01-26-08: Rugyboogie
Local retailers are advertising their HD DVD players for $99 plus get 3 movies for free. At this price point you know who is going to buy this price. The local A&B Sound says that they have sold over 300 in just 2 days. Maybe it is not too late for HD DVD.
The missing piece of this puzzle is that owners of HD DVD players need to pressure the video vendors to carry the HD DVD titles. There are almost as many titles available in HD DVD as there are in Blu-ray, but you'd never know it from a visit to your local Blockbuster, Wal-Mart, Sam's Club, or Target (who, to be fair, carries a decent selection). If there is a formidable demand for HD DVD software, the vendors will realize that their attempt to manipulate consumer preference is costing them money and will stock them.

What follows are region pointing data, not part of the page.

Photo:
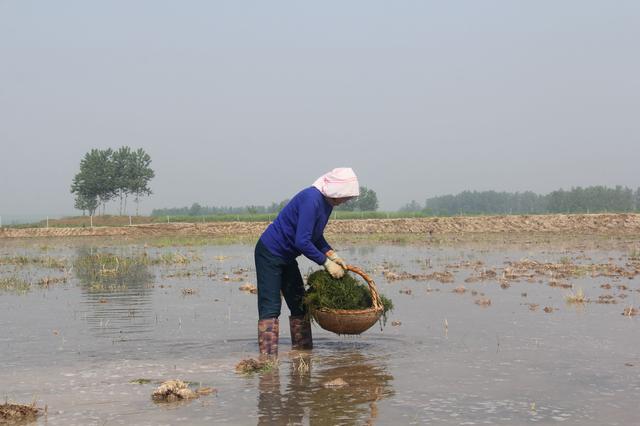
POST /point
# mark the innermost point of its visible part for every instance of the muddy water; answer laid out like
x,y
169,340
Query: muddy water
x,y
164,313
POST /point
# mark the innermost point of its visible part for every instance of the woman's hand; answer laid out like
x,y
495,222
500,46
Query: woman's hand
x,y
333,268
337,259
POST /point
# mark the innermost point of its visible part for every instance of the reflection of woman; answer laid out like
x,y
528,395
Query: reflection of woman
x,y
297,230
305,398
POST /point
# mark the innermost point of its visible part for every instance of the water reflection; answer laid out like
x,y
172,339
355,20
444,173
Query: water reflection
x,y
117,289
305,396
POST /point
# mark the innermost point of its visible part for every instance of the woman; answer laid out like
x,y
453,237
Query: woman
x,y
298,230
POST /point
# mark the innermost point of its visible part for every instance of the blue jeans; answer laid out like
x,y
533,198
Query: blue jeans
x,y
276,275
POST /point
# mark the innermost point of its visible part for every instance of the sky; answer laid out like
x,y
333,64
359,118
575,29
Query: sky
x,y
248,102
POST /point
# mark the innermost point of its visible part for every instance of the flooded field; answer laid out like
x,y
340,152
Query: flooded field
x,y
483,332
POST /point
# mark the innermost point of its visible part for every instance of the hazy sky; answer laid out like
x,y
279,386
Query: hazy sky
x,y
248,102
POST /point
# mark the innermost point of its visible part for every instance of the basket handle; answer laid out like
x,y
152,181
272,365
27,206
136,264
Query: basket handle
x,y
375,297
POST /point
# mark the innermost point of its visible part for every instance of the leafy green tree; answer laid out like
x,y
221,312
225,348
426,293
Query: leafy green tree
x,y
105,174
121,162
86,203
95,180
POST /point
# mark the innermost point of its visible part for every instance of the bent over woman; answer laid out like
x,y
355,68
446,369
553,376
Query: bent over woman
x,y
298,230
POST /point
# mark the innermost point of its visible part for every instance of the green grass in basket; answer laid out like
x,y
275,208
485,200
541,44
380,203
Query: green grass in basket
x,y
324,291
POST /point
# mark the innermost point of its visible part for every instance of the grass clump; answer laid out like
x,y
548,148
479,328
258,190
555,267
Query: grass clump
x,y
251,365
15,285
327,292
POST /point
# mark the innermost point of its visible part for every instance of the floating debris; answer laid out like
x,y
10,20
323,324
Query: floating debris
x,y
560,284
335,383
483,301
251,365
606,299
577,297
173,390
18,413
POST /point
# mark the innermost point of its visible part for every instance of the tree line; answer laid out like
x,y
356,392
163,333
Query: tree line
x,y
592,199
107,174
367,201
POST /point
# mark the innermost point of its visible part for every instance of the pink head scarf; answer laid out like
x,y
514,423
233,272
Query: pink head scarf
x,y
338,183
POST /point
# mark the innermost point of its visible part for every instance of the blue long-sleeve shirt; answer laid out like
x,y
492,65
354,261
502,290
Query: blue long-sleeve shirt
x,y
299,226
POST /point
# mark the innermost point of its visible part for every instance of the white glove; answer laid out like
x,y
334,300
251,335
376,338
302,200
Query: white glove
x,y
337,259
333,268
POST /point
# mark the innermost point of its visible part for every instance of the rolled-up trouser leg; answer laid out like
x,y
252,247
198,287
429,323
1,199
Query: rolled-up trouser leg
x,y
268,330
300,332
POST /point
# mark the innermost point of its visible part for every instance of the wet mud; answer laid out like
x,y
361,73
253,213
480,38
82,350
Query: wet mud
x,y
483,332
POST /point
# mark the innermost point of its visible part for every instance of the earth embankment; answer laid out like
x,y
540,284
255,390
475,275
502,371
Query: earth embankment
x,y
626,224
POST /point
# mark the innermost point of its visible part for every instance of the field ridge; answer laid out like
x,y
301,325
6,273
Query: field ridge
x,y
604,223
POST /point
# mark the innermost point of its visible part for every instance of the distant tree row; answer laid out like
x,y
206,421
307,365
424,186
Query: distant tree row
x,y
111,174
198,210
367,201
592,199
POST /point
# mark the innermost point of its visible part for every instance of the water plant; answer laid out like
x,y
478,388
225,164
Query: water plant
x,y
349,293
14,284
577,297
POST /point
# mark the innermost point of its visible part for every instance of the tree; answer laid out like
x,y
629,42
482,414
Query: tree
x,y
368,200
121,160
94,182
139,173
105,174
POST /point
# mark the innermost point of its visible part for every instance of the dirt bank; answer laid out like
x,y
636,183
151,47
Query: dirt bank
x,y
624,224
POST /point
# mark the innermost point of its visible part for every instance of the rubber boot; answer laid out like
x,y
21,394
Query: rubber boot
x,y
268,330
300,333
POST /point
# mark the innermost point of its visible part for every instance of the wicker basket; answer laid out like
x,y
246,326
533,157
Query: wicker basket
x,y
351,321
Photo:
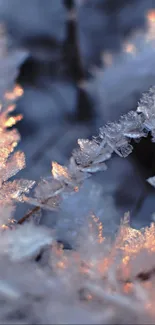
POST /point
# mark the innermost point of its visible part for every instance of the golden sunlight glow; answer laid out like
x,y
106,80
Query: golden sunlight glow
x,y
151,15
15,93
12,120
150,35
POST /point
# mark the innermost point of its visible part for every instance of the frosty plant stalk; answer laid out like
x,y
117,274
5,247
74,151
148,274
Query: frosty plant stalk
x,y
101,282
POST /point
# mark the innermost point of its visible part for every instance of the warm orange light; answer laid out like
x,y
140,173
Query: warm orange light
x,y
151,15
12,120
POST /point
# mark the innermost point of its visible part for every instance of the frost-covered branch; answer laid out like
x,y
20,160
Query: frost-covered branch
x,y
91,156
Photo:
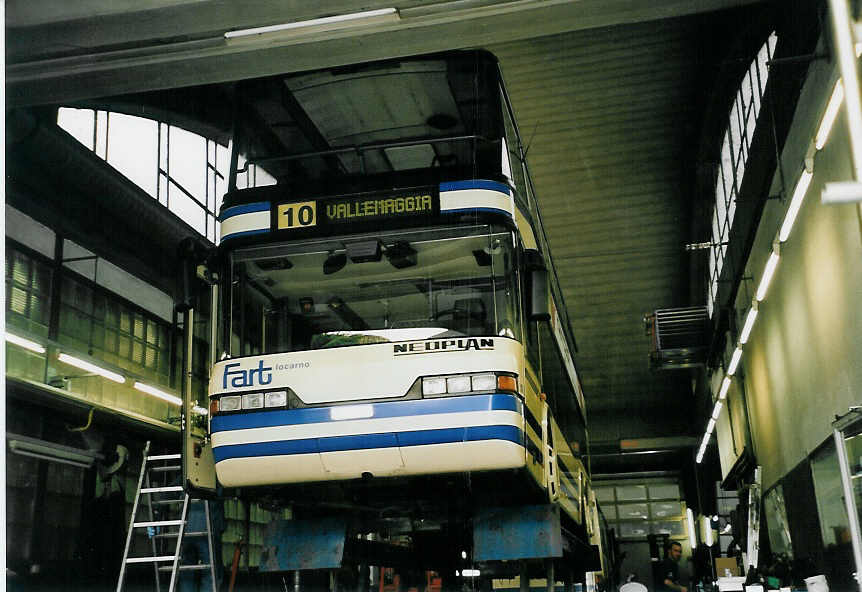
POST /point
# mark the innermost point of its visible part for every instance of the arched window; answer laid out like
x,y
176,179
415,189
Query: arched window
x,y
185,172
742,120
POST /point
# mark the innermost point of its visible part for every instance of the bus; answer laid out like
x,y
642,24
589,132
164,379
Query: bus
x,y
390,324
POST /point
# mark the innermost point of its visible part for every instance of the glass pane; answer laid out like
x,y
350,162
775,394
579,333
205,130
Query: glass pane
x,y
834,525
631,492
665,509
133,149
79,123
664,491
671,527
776,522
188,161
632,511
184,207
424,286
604,494
633,529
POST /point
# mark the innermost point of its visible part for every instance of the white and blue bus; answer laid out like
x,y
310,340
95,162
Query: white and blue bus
x,y
389,317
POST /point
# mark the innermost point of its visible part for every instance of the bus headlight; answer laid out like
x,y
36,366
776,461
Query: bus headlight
x,y
458,384
230,403
434,385
484,382
252,401
276,399
468,383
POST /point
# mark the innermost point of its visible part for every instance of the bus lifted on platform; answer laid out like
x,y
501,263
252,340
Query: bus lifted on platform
x,y
391,342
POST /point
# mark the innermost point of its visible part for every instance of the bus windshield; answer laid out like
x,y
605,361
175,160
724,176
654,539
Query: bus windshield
x,y
389,287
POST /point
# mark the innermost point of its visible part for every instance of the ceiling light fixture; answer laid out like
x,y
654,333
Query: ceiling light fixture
x,y
151,390
710,426
89,367
707,531
829,115
51,451
25,343
325,23
795,204
725,385
692,539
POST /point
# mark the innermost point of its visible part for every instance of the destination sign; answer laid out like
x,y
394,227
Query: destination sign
x,y
377,207
354,209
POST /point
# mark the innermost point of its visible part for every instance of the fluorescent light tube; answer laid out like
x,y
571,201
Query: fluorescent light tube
x,y
707,531
151,390
829,115
689,515
383,14
768,272
748,326
84,365
725,385
25,343
734,361
795,204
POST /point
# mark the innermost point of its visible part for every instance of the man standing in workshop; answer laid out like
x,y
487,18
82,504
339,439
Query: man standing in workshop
x,y
668,572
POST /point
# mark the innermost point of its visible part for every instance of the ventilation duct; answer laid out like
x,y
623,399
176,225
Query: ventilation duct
x,y
678,337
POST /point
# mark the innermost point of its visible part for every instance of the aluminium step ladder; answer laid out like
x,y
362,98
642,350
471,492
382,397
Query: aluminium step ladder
x,y
167,507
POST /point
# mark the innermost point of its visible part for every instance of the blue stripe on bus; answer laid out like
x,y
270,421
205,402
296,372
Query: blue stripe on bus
x,y
261,206
491,210
476,184
370,441
570,492
266,419
244,233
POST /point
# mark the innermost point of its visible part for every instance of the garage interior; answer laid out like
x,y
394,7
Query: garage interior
x,y
678,153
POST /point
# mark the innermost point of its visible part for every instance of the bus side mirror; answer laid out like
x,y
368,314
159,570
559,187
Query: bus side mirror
x,y
191,254
537,289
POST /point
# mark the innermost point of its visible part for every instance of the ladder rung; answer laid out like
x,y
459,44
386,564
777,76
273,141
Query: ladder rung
x,y
161,489
156,559
199,566
165,457
166,468
158,523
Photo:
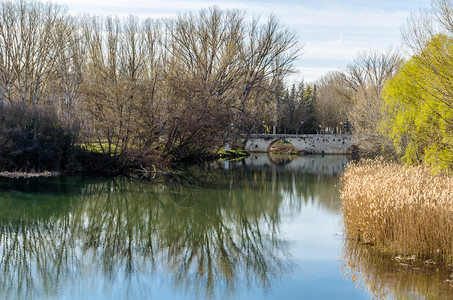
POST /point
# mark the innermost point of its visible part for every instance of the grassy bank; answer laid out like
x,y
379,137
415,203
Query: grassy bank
x,y
401,210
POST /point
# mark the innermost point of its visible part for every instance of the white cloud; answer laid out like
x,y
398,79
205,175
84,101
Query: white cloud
x,y
332,32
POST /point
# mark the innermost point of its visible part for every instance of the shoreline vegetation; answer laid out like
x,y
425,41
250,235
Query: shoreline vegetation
x,y
28,174
403,211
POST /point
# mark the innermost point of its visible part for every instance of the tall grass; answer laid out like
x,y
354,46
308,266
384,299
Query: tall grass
x,y
402,210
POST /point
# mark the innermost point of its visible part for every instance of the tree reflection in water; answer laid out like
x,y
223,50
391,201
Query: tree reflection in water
x,y
211,231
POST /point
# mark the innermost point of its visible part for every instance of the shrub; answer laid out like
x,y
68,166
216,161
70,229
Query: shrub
x,y
32,139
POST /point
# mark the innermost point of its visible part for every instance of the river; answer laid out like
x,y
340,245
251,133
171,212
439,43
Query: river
x,y
260,228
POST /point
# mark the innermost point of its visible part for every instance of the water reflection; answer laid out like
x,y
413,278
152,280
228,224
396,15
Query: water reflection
x,y
211,231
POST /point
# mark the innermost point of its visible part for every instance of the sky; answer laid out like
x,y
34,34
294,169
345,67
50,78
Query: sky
x,y
331,32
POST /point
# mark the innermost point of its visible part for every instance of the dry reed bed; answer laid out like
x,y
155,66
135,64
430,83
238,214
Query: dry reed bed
x,y
403,210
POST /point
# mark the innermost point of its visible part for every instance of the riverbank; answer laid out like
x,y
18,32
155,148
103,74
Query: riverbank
x,y
28,174
400,210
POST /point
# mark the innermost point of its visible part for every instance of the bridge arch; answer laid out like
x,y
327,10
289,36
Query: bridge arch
x,y
312,143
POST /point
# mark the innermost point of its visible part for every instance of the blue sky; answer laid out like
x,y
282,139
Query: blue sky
x,y
332,32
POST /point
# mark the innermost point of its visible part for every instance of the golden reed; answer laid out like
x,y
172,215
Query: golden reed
x,y
401,210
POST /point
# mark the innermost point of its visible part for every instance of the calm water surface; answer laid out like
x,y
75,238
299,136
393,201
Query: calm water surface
x,y
255,229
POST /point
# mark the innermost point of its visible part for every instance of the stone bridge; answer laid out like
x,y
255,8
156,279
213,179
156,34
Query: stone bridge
x,y
310,143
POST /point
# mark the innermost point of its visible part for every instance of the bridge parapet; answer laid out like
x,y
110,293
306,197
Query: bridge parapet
x,y
312,143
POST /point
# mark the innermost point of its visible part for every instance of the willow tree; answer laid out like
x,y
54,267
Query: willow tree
x,y
419,105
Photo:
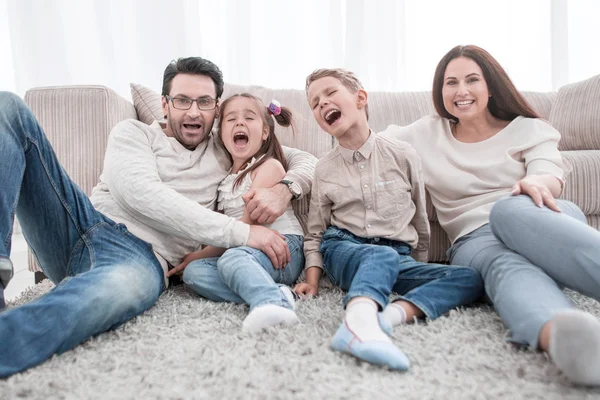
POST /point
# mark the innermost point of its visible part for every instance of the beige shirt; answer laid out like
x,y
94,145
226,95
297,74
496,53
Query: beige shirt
x,y
374,192
466,179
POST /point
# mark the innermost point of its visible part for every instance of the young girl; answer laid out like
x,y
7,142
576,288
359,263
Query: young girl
x,y
244,274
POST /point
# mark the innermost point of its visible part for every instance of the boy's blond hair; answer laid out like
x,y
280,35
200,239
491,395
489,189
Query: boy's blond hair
x,y
347,78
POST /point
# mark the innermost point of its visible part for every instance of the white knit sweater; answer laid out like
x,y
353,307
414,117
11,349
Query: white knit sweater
x,y
465,179
165,194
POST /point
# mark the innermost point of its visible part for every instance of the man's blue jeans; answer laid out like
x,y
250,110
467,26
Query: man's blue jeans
x,y
246,275
526,254
377,267
104,275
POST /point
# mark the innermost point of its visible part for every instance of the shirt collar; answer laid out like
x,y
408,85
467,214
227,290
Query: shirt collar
x,y
365,150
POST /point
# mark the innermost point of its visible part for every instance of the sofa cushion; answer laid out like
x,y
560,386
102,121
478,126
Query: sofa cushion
x,y
147,103
576,115
582,183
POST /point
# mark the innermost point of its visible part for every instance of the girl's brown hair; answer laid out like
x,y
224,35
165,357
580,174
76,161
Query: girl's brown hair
x,y
505,103
271,148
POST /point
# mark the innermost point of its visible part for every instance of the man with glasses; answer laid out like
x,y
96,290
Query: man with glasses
x,y
152,206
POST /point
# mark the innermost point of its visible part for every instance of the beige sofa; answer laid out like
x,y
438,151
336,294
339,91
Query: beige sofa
x,y
78,119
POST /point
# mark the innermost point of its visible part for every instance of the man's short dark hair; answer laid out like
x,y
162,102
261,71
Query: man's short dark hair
x,y
193,66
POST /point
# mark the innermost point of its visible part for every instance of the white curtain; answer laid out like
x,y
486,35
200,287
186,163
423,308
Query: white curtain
x,y
391,44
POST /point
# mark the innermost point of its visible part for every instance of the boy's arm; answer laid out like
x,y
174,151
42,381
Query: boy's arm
x,y
319,218
267,204
419,221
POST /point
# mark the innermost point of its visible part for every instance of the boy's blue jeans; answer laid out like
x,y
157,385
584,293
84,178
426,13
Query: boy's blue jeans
x,y
377,267
104,275
246,275
526,254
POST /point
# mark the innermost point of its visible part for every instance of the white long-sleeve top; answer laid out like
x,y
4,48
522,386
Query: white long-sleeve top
x,y
466,179
165,194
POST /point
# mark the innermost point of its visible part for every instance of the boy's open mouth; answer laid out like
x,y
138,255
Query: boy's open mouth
x,y
332,115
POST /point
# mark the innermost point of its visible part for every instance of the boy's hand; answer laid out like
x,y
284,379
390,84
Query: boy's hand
x,y
266,205
304,289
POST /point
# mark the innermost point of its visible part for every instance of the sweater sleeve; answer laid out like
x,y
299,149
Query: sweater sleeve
x,y
301,168
131,174
542,156
419,221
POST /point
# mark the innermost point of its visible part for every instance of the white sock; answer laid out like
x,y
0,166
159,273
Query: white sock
x,y
268,315
395,314
361,318
575,346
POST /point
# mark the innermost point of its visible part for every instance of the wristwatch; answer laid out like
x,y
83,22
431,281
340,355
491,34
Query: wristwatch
x,y
294,188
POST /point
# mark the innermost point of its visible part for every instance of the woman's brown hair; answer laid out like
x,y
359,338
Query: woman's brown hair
x,y
505,103
271,148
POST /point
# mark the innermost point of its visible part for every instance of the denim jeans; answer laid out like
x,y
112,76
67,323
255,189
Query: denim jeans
x,y
104,275
377,267
525,255
246,275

From there, if big vendors such as Blockbuster and Wal-Mart pressured Warners and others to continue making HD DVD transfers, I'd think they'd have to listen.
Such a consumer revolt would be sensible: After all, you can get into HD DVD for $99-128. For that price, you get HD DVD with ethernet port for upgrades and web-based interactive features, HDMI 1.3, ability to decode the lossless audio codecs, and many discs that feature TrueHD and interactive features. For $100 more you add 1080p/24 vido output, and 5.1 analog output of decoded hi-res soundtracks. Even a $1500 Blu-ray player doesn't offer all that, and the Blu-ray adopters will have to wait a year or so to get them (assuming the development pace doesn't slow down with less competition from HD DVD). And unless their machine is a PS3, they'll have to buy another machine to get those features.
Right now, my local Sam's Club carries the Toshiba HD-D3, but only carries three HD DVD titles vs. at least 50 Blu-ray. That's just wrong. And no, it's not beause they can't keep HD DVD in stock, it's because they're only stocking the HD DVD titles that are too big to ignore--Shrek the Third, Bourne Ultimatum, and Transformers.